My hope, however, seems to have been disappointed. Apart from a few little-discussed articles in the trade press, the advertising industry’s outrage against Yahoo and Google has barely registered. Google and Yahoo are not simply media companies from which advertising agencies purchase banners ad placements. They are in fact our competitors, who are busy inventing new types of advertising and media that they are selling directly to clients whenever possible. In many ways, they are the advertising agencies we are all furiously trying to invent in response to new technologies.
Google and Yahoo would have us believe that the simple act of pursuing capitalism in China in and of itself helps to liberalize society. Frankly, this is not a terribly persuasive argument, considering that they’re pursuing a form of capitalism that actively supports repression. I do not accept the premise that the best way to liberate a village is to destroy it.
Many others—the mainstream press included—claim confidently that the 21st century is destined to be the Chinese century, and we can’t afford to be left out of the development of what is sure to become the world’s dominant economy.
Nonsense.

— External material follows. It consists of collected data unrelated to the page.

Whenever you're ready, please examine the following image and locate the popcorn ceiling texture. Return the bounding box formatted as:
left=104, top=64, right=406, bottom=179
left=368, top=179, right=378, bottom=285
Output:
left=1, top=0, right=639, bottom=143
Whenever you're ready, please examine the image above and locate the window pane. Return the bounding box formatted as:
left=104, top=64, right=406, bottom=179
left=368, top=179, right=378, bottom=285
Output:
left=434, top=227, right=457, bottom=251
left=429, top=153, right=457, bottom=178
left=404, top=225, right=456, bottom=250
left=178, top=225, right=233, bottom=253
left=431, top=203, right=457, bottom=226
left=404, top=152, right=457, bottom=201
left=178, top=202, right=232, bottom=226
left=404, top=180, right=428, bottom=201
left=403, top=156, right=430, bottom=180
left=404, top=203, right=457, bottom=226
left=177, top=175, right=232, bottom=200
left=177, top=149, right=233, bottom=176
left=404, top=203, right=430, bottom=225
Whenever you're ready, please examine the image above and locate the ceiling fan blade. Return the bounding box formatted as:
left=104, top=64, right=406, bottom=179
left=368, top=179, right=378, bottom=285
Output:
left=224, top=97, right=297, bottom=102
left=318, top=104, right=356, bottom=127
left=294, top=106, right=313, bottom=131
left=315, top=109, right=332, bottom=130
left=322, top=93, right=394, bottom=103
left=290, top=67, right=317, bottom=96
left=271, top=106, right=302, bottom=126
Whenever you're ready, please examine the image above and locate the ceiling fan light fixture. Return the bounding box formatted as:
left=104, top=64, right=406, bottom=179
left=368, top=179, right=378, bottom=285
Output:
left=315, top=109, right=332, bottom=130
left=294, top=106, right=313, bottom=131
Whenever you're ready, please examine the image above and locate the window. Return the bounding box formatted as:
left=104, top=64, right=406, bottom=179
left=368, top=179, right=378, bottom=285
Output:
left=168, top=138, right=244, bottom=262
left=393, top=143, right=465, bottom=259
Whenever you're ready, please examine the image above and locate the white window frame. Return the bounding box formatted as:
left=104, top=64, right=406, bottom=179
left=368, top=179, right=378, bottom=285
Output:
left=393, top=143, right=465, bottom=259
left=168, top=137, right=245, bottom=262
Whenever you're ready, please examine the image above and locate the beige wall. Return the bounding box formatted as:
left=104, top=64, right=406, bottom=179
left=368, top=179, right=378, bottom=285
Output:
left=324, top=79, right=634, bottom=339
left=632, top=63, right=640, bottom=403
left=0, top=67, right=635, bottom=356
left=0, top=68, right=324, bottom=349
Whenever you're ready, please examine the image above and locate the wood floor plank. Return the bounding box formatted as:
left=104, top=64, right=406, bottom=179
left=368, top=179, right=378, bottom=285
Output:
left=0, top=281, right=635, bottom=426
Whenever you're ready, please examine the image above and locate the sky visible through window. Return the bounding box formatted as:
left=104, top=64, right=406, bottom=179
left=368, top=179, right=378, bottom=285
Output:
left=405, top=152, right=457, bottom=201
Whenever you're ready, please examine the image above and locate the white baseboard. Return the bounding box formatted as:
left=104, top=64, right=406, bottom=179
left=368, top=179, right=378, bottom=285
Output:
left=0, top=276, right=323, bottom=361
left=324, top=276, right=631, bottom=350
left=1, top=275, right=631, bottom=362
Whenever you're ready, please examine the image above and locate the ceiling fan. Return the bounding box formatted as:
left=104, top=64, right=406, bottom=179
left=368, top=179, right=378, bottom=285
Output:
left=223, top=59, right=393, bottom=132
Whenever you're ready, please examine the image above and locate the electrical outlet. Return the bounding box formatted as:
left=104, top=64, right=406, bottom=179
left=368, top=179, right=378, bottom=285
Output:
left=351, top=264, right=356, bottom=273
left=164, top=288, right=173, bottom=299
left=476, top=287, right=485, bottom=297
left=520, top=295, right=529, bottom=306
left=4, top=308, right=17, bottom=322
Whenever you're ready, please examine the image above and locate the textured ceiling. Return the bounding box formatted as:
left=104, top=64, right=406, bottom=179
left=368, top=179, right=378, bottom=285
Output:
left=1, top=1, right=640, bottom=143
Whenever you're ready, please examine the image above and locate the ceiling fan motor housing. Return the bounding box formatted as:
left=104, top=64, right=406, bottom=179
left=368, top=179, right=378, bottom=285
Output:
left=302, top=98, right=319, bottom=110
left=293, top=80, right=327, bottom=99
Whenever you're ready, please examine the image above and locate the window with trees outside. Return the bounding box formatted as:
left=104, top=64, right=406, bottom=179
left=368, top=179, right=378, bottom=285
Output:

Though China has more than a billion consumers, all of whom need to buy things, the Chinese government will ultimately ensure the failure of their economy. Repression is incompatible with economic dominance. So too is blatant disrespect for intellectual property, patents and copyrights. Every year the Chinese government winks at the theft of billions of dollars from western companies—many of whom are our clients.
Mark Steyn crystallized the issue brilliantly in the London Daily Telegraph:
China hasn’t invented or discovered anything of significance in half a millennium, but the careless assumption that intellectual property is something to be stolen rather than protected shows why. If you’re a resource-poor nation (as China is), long-term prosperity comes from liberating the creative energies of your people–and Beijing still has no interest in that.
Forget China. If you want to place a bet, bet on a democratic India to emerge as the next dominant Asian economy.
Bernbach said, “[Creativity] is the most practical thing a businessman can employ.” The Chinese still haven’t caught on to that idea. We should expect better from Google and Yahoo, however.
Google’s chief executive Eric Schmidt recently said, “I think it’s arrogant for us to walk into a country where we are just beginning operations and tell that country how to run itself.”
I think it’s arrogant for Eric Schmidt to expect us to believe that Google and Yahoo haven’t shamelessly put money above one of the most important principles of western liberal civilization. The internet is supposed to be about a democracy of ideas. It’s supposed to be about putting into the hands of individuals technology that allows them to express their opinions and beliefs to millions. Google and Yahoo cynically have stripped away the promise of the medium for the opportunity to pocket a few extra coins. For that, there must be a price to pay.